The Best Guide has been freely available on the Internet since 1998. The original author and publisher was Catherine Best. The site grew out of Catherine’s experience teaching legal research and writing, and her conviction that a process-based analytic approach was needed. She was also motivated to help researchers learn to effectively use electronic research tools.
Catherine Best retired In 2015 and has now generously donated the site to CanLII to use as its legal research guide going forward. Best says:
The world of legal research is dramatically different than it was in 1998. However, the site’s emphasis on research process and effective electronic research continues to fill a need. It will be fascinating to see what changes the next 15 years will bring.
The editorial board
- Melanie Bueckert is Legal Research Counsel with the Manitoba Court of Appeal in Winnipeg. She has written several legal textbooks, teaches Advanced Legal Research at the University of Manitoba’s Faculty of Law, and is also a contributor to Slaw.ca.
- Maryvon Côté is Acting Head at the Nahum Gelber Law Library at McGill University in Montreal. He is active on the Canadian Association of Law Libraries executive and writes on legal research topics.
- Yasmin Khan is the Head Librarian at the City of Toronto Law Library. She has just finished a Master’s of Science, Information and Knowledge Strategy from Columbia University.
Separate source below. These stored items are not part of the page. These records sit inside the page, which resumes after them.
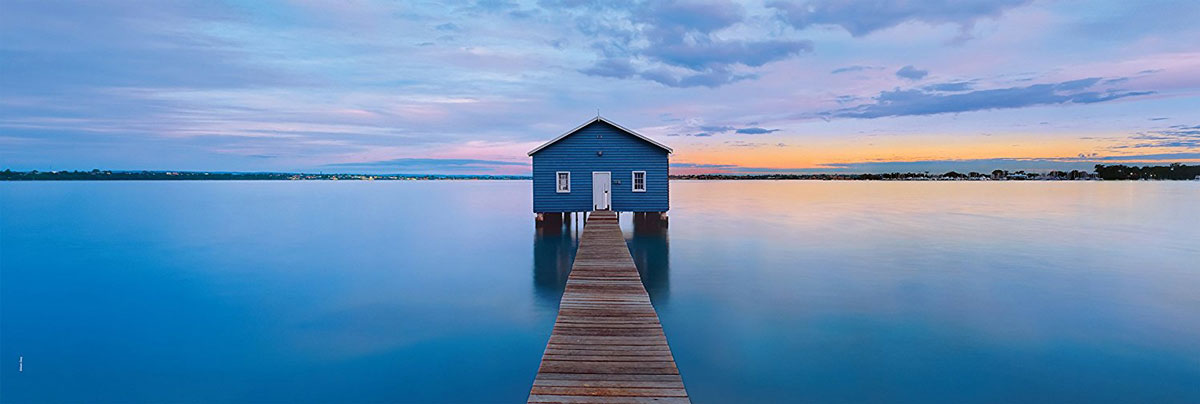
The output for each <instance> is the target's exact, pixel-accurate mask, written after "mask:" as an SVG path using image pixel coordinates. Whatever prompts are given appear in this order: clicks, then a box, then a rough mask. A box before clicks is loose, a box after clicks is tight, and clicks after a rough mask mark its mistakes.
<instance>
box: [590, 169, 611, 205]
mask: <svg viewBox="0 0 1200 404" xmlns="http://www.w3.org/2000/svg"><path fill="white" fill-rule="evenodd" d="M610 209H612V173H608V171H593V173H592V210H596V211H606V210H610Z"/></svg>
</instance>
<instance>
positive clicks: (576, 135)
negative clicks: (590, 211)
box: [533, 121, 670, 212]
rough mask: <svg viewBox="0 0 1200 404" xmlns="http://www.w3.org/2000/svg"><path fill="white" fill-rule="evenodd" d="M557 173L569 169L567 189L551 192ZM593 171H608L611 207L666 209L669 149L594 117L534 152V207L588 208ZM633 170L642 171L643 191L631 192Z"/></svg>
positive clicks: (651, 208)
mask: <svg viewBox="0 0 1200 404" xmlns="http://www.w3.org/2000/svg"><path fill="white" fill-rule="evenodd" d="M598 151H602V152H604V155H602V156H599V155H598V153H596V152H598ZM556 171H571V192H570V193H557V192H554V182H556V180H554V173H556ZM592 171H611V173H612V182H613V183H612V210H614V211H622V212H666V211H667V210H668V209H670V203H668V200H670V195H668V187H667V151H666V150H664V149H662V147H659V146H655V145H653V144H650V143H648V141H646V140H642V139H638V138H637V137H635V135H631V134H629V133H625V132H624V131H622V129H619V128H617V127H613V126H612V125H608V123H605V122H601V121H596V122H593V123H592V125H588V126H586V127H583V128H581V129H578V131H576V132H575V133H572V134H570V135H568V137H566V138H563V139H560V140H558V141H557V143H554V144H552V145H550V146H547V147H546V149H542V150H539V151H538V152H536V153H534V155H533V211H534V212H580V211H590V210H592ZM634 171H646V192H634V177H632V175H634V174H632V173H634Z"/></svg>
- Mandy Ostick is the Manager, Library Services at Bull Housser in Vancouver. She has had previous positions as the Law Librarian at Thompson Rivers University and Director of Library Operations at Courthouse Libraries BC.
- Jennifer Taylor is a Research Lawyer at Stewart McKelvey in Halifax. She is a regular contributor of case comments for Stewart McKelvey Publications, CanLII Connects, and the CBA’s National Magazine blog, and has published several articles in legal journals and newsletters. She also presents on topics related to legal research within the firm and in the local legal community.
Though the Guide currently focuses on federal and BC law, over the coming months the editorial board will be updating the site and expanding it, with an emphasis on adding more geographically diverse content. One of our own Osgoode students submitted the following unsolicited praise for the Guide:
You should receive the Nobel Prize for your contribution to legal education for your legal research website. It’s awesome in the true sense of the word. At first glance, I was hoping to purchase a hard copy, but as I spent more time on the site it became clear that this was next to impossible — now I fully understand what Marshall McLuhan meant when he said that the age of electronic media spells the end of book. How you put all that information together is beyond comprehension. It seems like a life’s work.
Many would agree. Ms Best’s work should be recognized and CanLII’s agreement to continue and host the Guide are laudable.